Whelen describes the villages on the Caribbean coast, the inhabitants and their lifestyles, and the rivers that the soldiers explored and mapped. He also describes the large number of small and medium sized animals he shot with his .30-06 Springfield — which comprised most of the meat for the troop — what they tasted like when cooked, almost all quite delicious, even sloths.
After deciding to travel along the coast by dugout canoe, the heavily laden cayuca swamped.
“The men lost their packs, food and rifles. We were half mile out at sea. Fortunately, the wind pushed us ashore.”

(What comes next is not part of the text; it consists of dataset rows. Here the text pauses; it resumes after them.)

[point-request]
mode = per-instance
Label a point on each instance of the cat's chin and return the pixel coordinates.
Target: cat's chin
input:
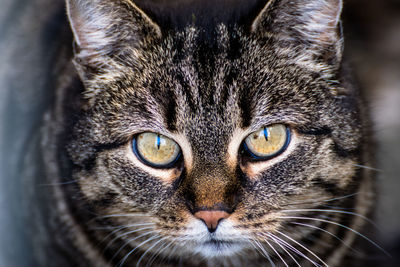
(216, 249)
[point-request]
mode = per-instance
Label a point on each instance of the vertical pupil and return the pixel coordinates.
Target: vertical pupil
(265, 133)
(158, 141)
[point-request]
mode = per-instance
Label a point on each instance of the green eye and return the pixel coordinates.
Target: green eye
(268, 141)
(156, 150)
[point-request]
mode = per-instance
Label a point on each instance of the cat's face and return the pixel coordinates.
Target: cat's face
(212, 148)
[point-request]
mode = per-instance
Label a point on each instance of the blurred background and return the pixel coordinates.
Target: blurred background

Whelen had kept his arm in the straps of his rifle and pack, saving both. Straggling into Colon disheveled and famished, they wrangled a private dining room in the Cristobal Hotel. And it was outside Colon that Whelen shot the crocodile mentioned at the top of this article. All told, the chapters on Whelen’s Panama adventures alone were worth the price of MR. RIFLEMAN.
Whelen’s strong drive and rigorous outdoors skills led to him rambling in the wilds for over 40 years. He valued ability with arms, strength, endurance, and the competence to rustle for oneself. And he had a standard:
“No man is competent unless he is able to stalk alone and armed through the wilderness.”
Your writer — an experienced hiker and camper — wonders if I could meet Colonel Whelen’s standard of competence. Surely some Frontier Partisans readers could, and perhaps do. From over 60 years ago, outdoorsman par excellence Townsend Whelen challenges the rest of us.